What Expenses Can Be Claimed When Self-Employed? If you are self-employed you are probably wondering what expenses you can and cannot include in your Tax return to claim back a Tax rebate. Here we have a summary that may help you along the way. To ensure you receive the best possible Tax rebate it is […]
Self Assessment Tax Returns
Personal Tax Return
A Personal Tax Return, or Self-Assessment Tax Return is a form issued by HMRC. The form requests that the individual declare all of their taxable income, deductible expenses, allowances and anything else related to income Tax for that year. Personal Tax Returns are usually issued on 6th April and required to be filed electronically by 31st January.
What is a Self Assessment Tax Return?
A Self Assessment Tax Return is an annual form issued by HMRC to request details of income and expenditure from relevant individuals.
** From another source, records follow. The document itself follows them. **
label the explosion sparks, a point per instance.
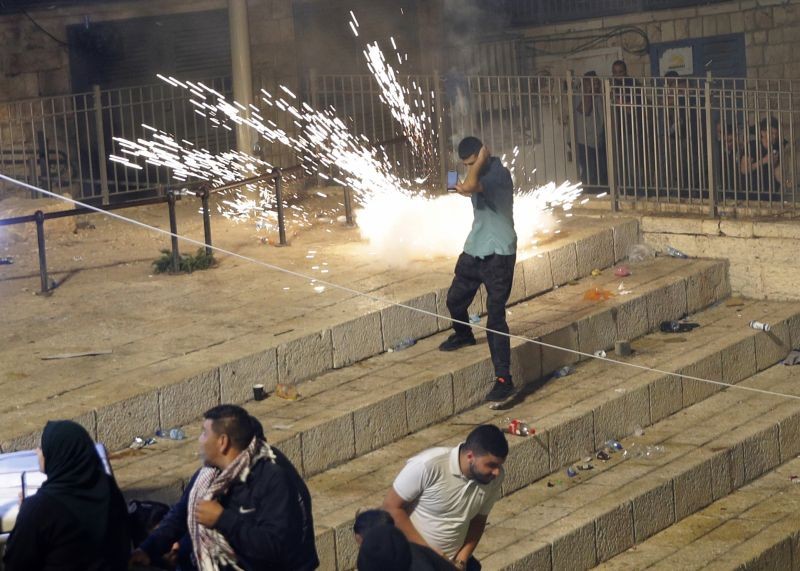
(400, 221)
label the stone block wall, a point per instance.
(771, 30)
(762, 254)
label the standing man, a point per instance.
(442, 497)
(490, 253)
(244, 509)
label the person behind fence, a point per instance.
(628, 129)
(78, 519)
(423, 558)
(590, 131)
(762, 163)
(489, 255)
(443, 496)
(242, 510)
(727, 156)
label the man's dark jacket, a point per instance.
(267, 521)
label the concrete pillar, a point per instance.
(241, 67)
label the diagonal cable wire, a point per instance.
(384, 300)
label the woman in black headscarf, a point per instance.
(78, 518)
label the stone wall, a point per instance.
(771, 29)
(34, 65)
(762, 253)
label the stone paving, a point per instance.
(184, 343)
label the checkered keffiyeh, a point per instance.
(211, 549)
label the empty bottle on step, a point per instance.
(564, 371)
(404, 344)
(172, 434)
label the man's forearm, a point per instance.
(474, 534)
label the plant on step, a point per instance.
(188, 263)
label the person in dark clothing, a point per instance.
(243, 510)
(422, 558)
(762, 163)
(77, 521)
(384, 548)
(489, 255)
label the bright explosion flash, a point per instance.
(401, 223)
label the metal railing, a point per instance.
(701, 141)
(63, 143)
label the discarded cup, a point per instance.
(258, 392)
(675, 253)
(622, 348)
(404, 344)
(639, 253)
(287, 392)
(564, 371)
(172, 434)
(677, 326)
(519, 427)
(597, 294)
(760, 326)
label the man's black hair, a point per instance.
(487, 439)
(233, 421)
(771, 121)
(469, 146)
(368, 519)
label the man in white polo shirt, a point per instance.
(443, 496)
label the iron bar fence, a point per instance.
(63, 143)
(700, 141)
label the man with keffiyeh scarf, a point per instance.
(246, 509)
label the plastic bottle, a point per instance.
(564, 371)
(675, 253)
(172, 434)
(404, 344)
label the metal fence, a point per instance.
(703, 141)
(63, 143)
(698, 141)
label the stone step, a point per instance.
(710, 449)
(573, 415)
(146, 390)
(755, 527)
(411, 389)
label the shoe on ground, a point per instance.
(502, 389)
(456, 341)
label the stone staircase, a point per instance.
(755, 527)
(117, 403)
(362, 416)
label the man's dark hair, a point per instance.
(368, 519)
(234, 422)
(771, 121)
(487, 439)
(469, 146)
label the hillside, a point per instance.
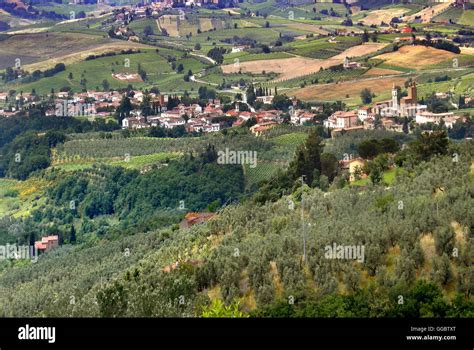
(253, 253)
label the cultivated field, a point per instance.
(416, 56)
(350, 89)
(429, 13)
(378, 16)
(381, 71)
(46, 46)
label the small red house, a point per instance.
(47, 243)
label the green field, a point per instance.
(321, 48)
(159, 73)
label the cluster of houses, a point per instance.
(390, 111)
(210, 118)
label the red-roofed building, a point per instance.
(47, 243)
(192, 219)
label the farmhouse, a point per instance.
(193, 218)
(342, 120)
(259, 129)
(353, 166)
(427, 117)
(47, 243)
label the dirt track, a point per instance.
(299, 66)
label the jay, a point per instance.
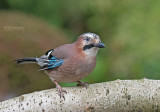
(69, 62)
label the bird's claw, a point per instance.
(61, 92)
(84, 84)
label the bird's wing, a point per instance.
(64, 51)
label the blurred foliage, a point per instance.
(129, 28)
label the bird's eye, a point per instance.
(87, 39)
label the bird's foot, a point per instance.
(84, 84)
(61, 92)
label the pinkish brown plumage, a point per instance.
(70, 62)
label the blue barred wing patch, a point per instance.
(52, 63)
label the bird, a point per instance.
(69, 62)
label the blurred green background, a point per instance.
(129, 28)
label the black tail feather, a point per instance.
(26, 60)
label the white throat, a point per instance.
(91, 52)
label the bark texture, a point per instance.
(115, 96)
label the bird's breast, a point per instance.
(73, 69)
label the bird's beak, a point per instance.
(100, 45)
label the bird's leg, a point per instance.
(60, 90)
(80, 83)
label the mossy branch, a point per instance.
(115, 96)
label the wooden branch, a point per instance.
(115, 96)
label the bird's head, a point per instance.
(89, 43)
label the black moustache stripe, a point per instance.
(88, 46)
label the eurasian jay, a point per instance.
(69, 62)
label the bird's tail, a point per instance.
(26, 60)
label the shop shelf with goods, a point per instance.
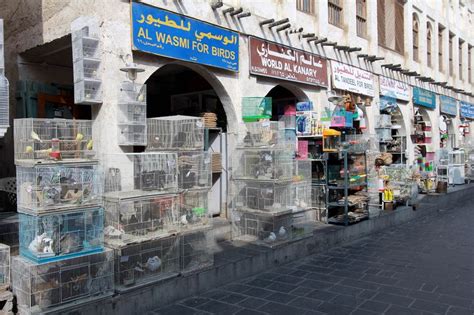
(347, 188)
(194, 170)
(146, 262)
(196, 251)
(40, 288)
(194, 214)
(131, 120)
(271, 229)
(86, 66)
(133, 175)
(4, 266)
(268, 164)
(130, 220)
(51, 187)
(262, 134)
(40, 140)
(59, 236)
(456, 167)
(175, 133)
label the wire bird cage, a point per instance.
(194, 210)
(4, 265)
(262, 134)
(270, 229)
(46, 188)
(132, 220)
(138, 174)
(177, 133)
(196, 251)
(40, 140)
(151, 260)
(62, 235)
(262, 196)
(39, 287)
(269, 164)
(194, 170)
(132, 114)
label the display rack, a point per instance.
(347, 188)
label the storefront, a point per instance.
(390, 125)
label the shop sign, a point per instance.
(467, 110)
(352, 79)
(172, 35)
(448, 105)
(394, 88)
(424, 98)
(269, 59)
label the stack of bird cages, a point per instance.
(132, 114)
(62, 235)
(264, 164)
(175, 133)
(38, 140)
(4, 266)
(147, 261)
(272, 229)
(45, 187)
(194, 170)
(196, 251)
(140, 174)
(262, 134)
(40, 287)
(61, 218)
(132, 220)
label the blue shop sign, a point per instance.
(172, 35)
(448, 105)
(424, 98)
(467, 110)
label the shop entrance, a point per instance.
(176, 89)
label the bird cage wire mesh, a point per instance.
(38, 287)
(178, 133)
(62, 235)
(139, 219)
(47, 188)
(52, 139)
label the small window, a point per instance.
(428, 44)
(306, 6)
(361, 18)
(335, 12)
(415, 37)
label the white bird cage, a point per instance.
(194, 170)
(38, 140)
(262, 196)
(39, 287)
(86, 61)
(63, 235)
(132, 114)
(147, 261)
(4, 265)
(269, 164)
(140, 174)
(47, 188)
(194, 210)
(178, 133)
(271, 229)
(262, 134)
(196, 251)
(133, 220)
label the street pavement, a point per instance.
(422, 267)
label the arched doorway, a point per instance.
(191, 90)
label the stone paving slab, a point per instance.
(425, 266)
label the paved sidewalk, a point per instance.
(423, 267)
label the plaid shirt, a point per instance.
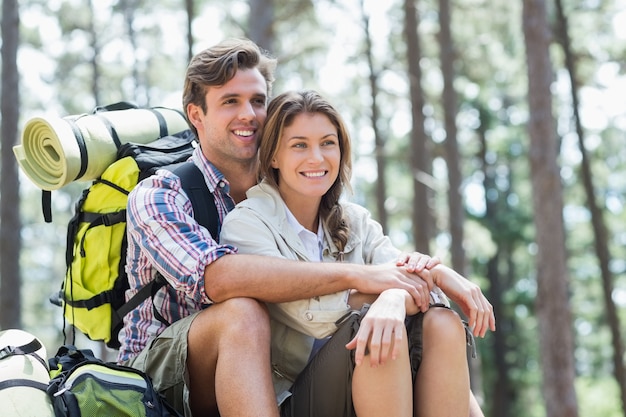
(164, 237)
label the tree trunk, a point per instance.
(597, 215)
(455, 201)
(379, 142)
(261, 23)
(191, 14)
(420, 155)
(95, 45)
(10, 222)
(553, 309)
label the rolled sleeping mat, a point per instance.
(24, 376)
(56, 151)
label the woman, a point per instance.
(295, 213)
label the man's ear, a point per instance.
(194, 114)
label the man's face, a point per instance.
(229, 131)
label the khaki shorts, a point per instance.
(324, 387)
(165, 361)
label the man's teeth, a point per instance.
(244, 132)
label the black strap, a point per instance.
(29, 348)
(162, 123)
(11, 383)
(46, 205)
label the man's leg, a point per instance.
(442, 382)
(229, 361)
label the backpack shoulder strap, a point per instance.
(202, 200)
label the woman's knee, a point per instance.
(445, 325)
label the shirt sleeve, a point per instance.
(161, 223)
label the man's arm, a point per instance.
(280, 280)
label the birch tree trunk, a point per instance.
(553, 309)
(420, 155)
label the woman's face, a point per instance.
(307, 158)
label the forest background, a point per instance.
(490, 133)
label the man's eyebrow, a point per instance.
(237, 95)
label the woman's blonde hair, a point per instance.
(281, 113)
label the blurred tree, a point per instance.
(261, 23)
(10, 222)
(375, 119)
(597, 215)
(553, 309)
(420, 146)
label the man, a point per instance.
(214, 359)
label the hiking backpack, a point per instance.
(93, 290)
(83, 385)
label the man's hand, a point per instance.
(374, 279)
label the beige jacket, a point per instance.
(259, 225)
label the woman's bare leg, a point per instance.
(385, 390)
(442, 386)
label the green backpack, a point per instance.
(93, 291)
(83, 385)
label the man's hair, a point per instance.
(281, 113)
(217, 65)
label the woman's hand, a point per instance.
(382, 329)
(417, 262)
(467, 295)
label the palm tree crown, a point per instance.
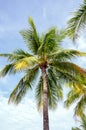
(46, 56)
(77, 22)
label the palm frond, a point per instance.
(53, 77)
(71, 69)
(80, 107)
(77, 22)
(24, 63)
(54, 89)
(16, 55)
(31, 37)
(49, 43)
(24, 84)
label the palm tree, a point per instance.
(76, 128)
(77, 94)
(44, 56)
(82, 122)
(77, 22)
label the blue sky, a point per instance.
(13, 18)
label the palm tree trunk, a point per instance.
(45, 100)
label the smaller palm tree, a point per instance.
(77, 94)
(77, 22)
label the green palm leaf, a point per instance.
(24, 84)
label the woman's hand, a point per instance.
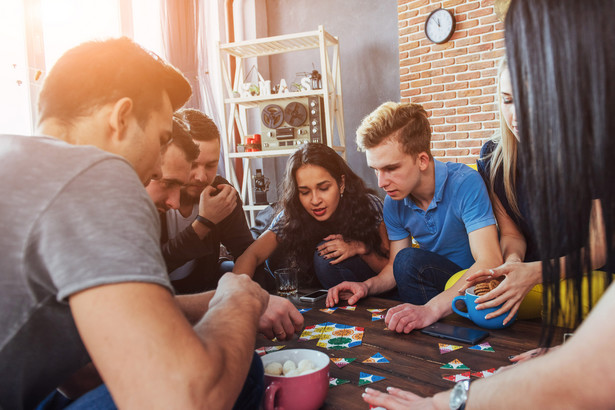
(519, 279)
(336, 249)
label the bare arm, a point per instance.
(148, 354)
(256, 253)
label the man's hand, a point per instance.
(233, 287)
(220, 205)
(519, 279)
(350, 291)
(407, 317)
(281, 319)
(337, 249)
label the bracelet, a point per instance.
(205, 222)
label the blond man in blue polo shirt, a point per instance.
(445, 207)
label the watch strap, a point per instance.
(205, 222)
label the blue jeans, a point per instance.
(352, 269)
(421, 274)
(99, 398)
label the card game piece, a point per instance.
(377, 316)
(338, 336)
(366, 378)
(313, 332)
(484, 373)
(444, 348)
(485, 347)
(377, 358)
(457, 377)
(455, 364)
(342, 361)
(334, 381)
(261, 351)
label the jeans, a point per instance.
(421, 274)
(352, 269)
(99, 398)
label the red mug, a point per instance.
(302, 392)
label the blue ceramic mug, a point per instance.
(478, 316)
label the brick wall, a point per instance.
(456, 81)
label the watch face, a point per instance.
(440, 25)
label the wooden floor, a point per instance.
(415, 358)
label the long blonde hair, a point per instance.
(504, 156)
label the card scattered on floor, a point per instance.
(455, 364)
(334, 381)
(444, 348)
(485, 347)
(336, 336)
(457, 377)
(484, 373)
(377, 358)
(341, 361)
(366, 378)
(261, 351)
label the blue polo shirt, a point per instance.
(460, 205)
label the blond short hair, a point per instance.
(406, 122)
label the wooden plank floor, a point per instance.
(415, 358)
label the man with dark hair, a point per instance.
(444, 207)
(210, 214)
(177, 157)
(80, 283)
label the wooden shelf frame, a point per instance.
(235, 107)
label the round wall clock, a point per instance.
(440, 26)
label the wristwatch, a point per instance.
(459, 395)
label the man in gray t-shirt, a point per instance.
(83, 282)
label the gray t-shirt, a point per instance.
(61, 234)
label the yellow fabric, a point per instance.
(531, 307)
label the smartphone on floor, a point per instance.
(457, 333)
(314, 296)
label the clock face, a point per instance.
(440, 25)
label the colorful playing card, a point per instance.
(342, 361)
(261, 351)
(455, 364)
(377, 358)
(485, 347)
(313, 332)
(444, 348)
(484, 373)
(457, 377)
(366, 378)
(338, 336)
(334, 381)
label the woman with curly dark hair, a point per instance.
(327, 220)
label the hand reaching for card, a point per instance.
(280, 320)
(406, 317)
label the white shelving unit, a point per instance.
(235, 116)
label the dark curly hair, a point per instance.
(354, 217)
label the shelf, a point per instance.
(277, 45)
(273, 153)
(254, 101)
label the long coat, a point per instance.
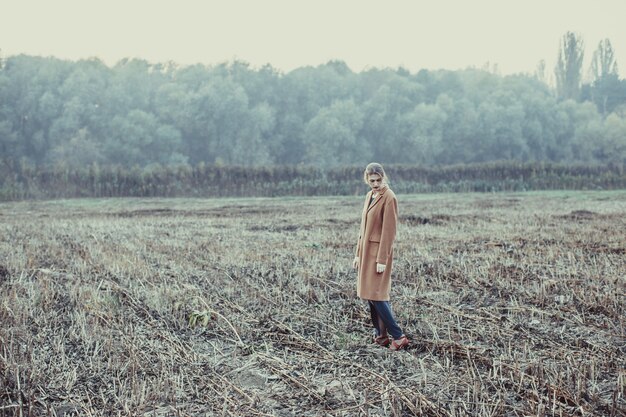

The purpose of the Self Assessment is that it puts the onus on the individual to “self declare” their taxable income and circumstances.
Yearly Self Assessment Tax Return would be required by a number of people, typically those in self-employed, pay Tax at a higher rate, have untaxed sources of income, or even have foreign income.
Self Assessment Tax Returns are usually used by HMRC to collect Tax from sources of income that normally cannot be achieved through common methods such as PAYE.
Who Needs to Complete a Self Assessment Tax Return?
There are many types of situations where HMRC require an individual to prepare and submit a Tax return. They are usually required for those in self-employment or where the source of income is irregular or uncommon, some examples are as follows:
- Self-employed workers
- Members of a partnership
- Directors of limited companies
- People who live abroad but have UK income
- People who live in the UK but have foreign income
- Higher rate Tax payers earning over £100,000 each year
- Trustees of trusts
- Individuals that have untaxed income
- Where annual investment income exceeds £10,000
- Individuals that may be liable to Capital Gains Tax (for example, the purchase and disposal of stocks, shares, or even property)
- High dividend income
- Random HMRC enquiries
This is not an exhaustive list, but it does cover the majority of cases when Self-Assessment Tax Returns are legally required. Most people living and working in the UK, their Income Tax will be paid through PAYE and will not be required to complete a Tax return.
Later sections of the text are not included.